Second Course: Roasted wild salmon and sliced potatoes with garlic
·         Salmon is found at Wild Salmon Seafood Market in Seattle where the fish are caught locally. Potatoes and garlic are from Mosby Farms. Though salmon are considered endangered species, it is ok to indulge every once and a while. Thus, fish is only somewhat sustainable for our local ecosystem. 

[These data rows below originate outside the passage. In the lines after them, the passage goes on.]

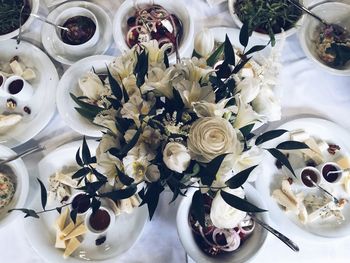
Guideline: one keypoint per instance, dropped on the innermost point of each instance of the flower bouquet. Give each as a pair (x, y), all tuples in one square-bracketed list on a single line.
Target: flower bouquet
[(188, 125)]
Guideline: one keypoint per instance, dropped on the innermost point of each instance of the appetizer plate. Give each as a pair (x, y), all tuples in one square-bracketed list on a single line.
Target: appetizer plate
[(42, 104), (69, 84), (58, 52), (248, 250), (271, 178), (219, 34), (17, 171), (333, 12), (35, 9), (41, 233)]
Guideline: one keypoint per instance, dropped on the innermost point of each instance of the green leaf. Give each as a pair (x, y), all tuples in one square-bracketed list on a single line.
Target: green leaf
[(28, 212), (254, 49), (86, 152), (115, 87), (229, 52), (43, 193), (239, 179), (240, 203), (270, 135), (208, 174), (282, 159), (80, 173), (121, 194), (244, 35), (292, 145), (197, 208), (124, 179), (78, 159), (214, 57), (93, 109)]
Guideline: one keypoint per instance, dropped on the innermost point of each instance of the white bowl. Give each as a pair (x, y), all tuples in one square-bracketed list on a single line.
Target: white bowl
[(81, 49), (250, 247), (25, 26), (333, 12), (22, 186), (266, 37), (127, 9)]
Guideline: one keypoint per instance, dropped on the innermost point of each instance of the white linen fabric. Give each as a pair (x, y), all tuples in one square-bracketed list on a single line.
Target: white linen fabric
[(306, 90)]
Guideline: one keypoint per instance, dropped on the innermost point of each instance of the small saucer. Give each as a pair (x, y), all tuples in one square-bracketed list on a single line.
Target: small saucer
[(57, 51)]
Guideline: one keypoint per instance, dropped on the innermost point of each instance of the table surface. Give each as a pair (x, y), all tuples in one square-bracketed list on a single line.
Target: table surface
[(307, 91)]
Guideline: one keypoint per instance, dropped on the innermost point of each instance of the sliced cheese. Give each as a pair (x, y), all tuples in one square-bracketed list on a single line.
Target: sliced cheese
[(284, 201), (78, 231), (59, 242), (72, 245), (61, 220)]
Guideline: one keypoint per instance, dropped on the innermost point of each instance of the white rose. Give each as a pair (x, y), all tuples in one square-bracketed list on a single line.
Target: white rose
[(91, 86), (249, 88), (210, 137), (176, 157), (223, 215), (107, 119), (152, 173), (267, 105), (123, 66), (191, 91), (204, 42)]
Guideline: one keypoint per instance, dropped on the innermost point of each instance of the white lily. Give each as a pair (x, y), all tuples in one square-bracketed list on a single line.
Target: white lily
[(191, 92)]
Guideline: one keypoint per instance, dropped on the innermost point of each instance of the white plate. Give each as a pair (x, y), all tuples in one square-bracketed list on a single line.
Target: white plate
[(69, 84), (271, 177), (58, 52), (233, 34), (42, 104), (41, 232), (250, 248), (35, 8), (22, 186)]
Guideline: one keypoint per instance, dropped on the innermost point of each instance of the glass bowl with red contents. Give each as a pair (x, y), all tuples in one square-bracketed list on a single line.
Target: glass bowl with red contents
[(161, 20)]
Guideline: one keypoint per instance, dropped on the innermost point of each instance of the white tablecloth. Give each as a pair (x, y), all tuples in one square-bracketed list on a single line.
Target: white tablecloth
[(307, 91)]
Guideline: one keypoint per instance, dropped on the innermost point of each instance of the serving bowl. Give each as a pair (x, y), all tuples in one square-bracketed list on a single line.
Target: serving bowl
[(278, 36), (35, 7), (17, 172), (127, 9), (334, 12), (246, 252)]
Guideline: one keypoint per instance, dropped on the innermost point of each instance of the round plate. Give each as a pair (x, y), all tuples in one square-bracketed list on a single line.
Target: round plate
[(35, 8), (22, 186), (220, 33), (41, 232), (42, 104), (69, 84), (250, 248), (59, 53), (270, 179)]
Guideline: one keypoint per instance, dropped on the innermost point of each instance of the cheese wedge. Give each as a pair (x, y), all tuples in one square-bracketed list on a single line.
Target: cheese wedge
[(72, 245), (61, 220), (78, 231), (71, 226), (59, 242), (284, 201)]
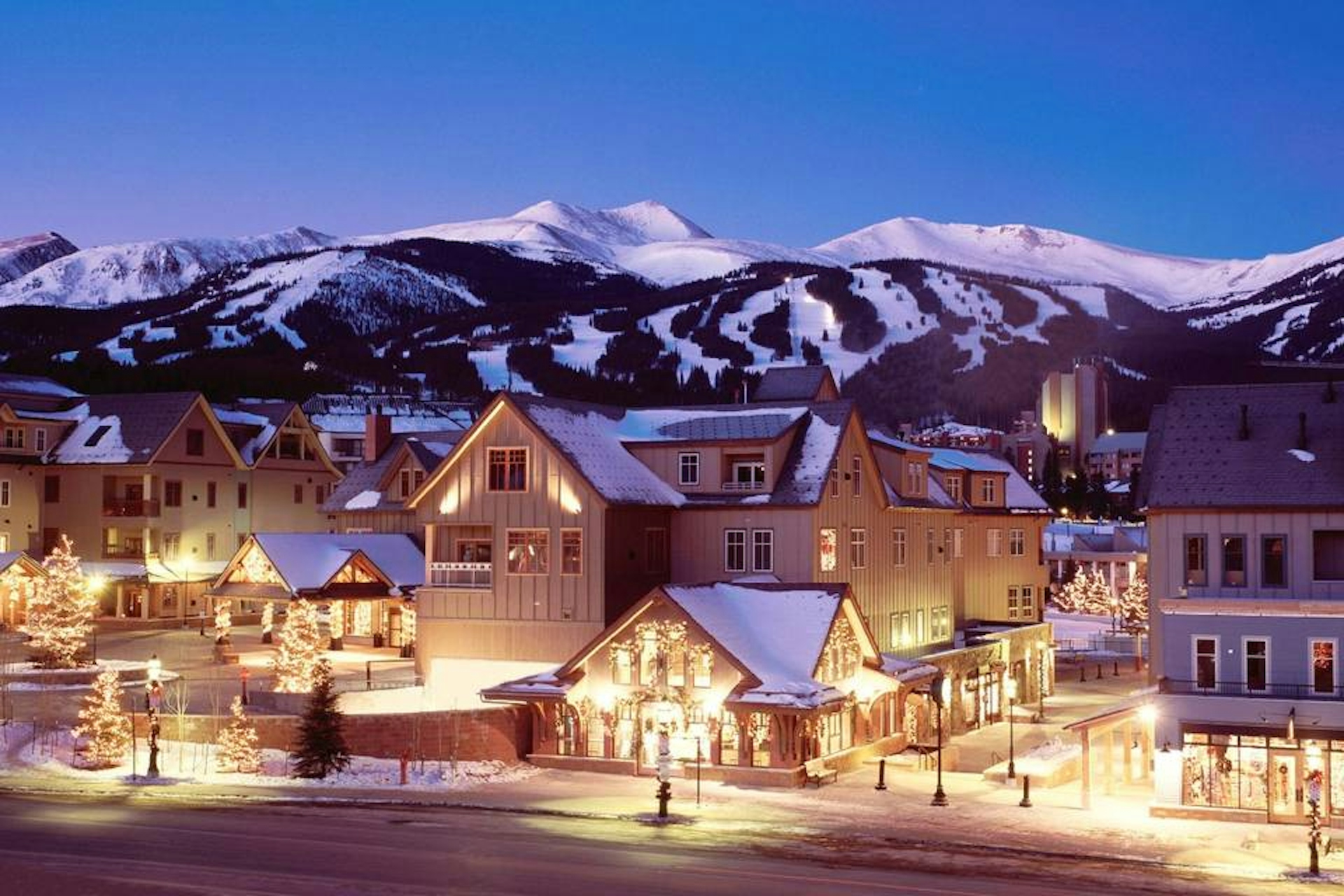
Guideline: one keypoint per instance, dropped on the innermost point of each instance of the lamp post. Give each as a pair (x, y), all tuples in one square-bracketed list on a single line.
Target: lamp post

Third Course: Angus beef stuffed inside a red pepper paired with black beans
·         Beef is from Acres in Zion Farms and the veggies are from Mosby Farms. These are sustainable food sources because they are locally grown and are organic. We learned this quarter that eating beef increased our carbon footprint, so though this is a delicious meal it is something that one shouldn’t over eat in a weekly menu.
Dessert: Greek yogurt with blueberries, strawberries, apples and, pears, drizzled with honey.
·         Dairy from Akyla Farms, fruits and honey from Mosby Farms. These are locally grown and organic items that taste delicious and are only eaten in season, therefore they are sustainable.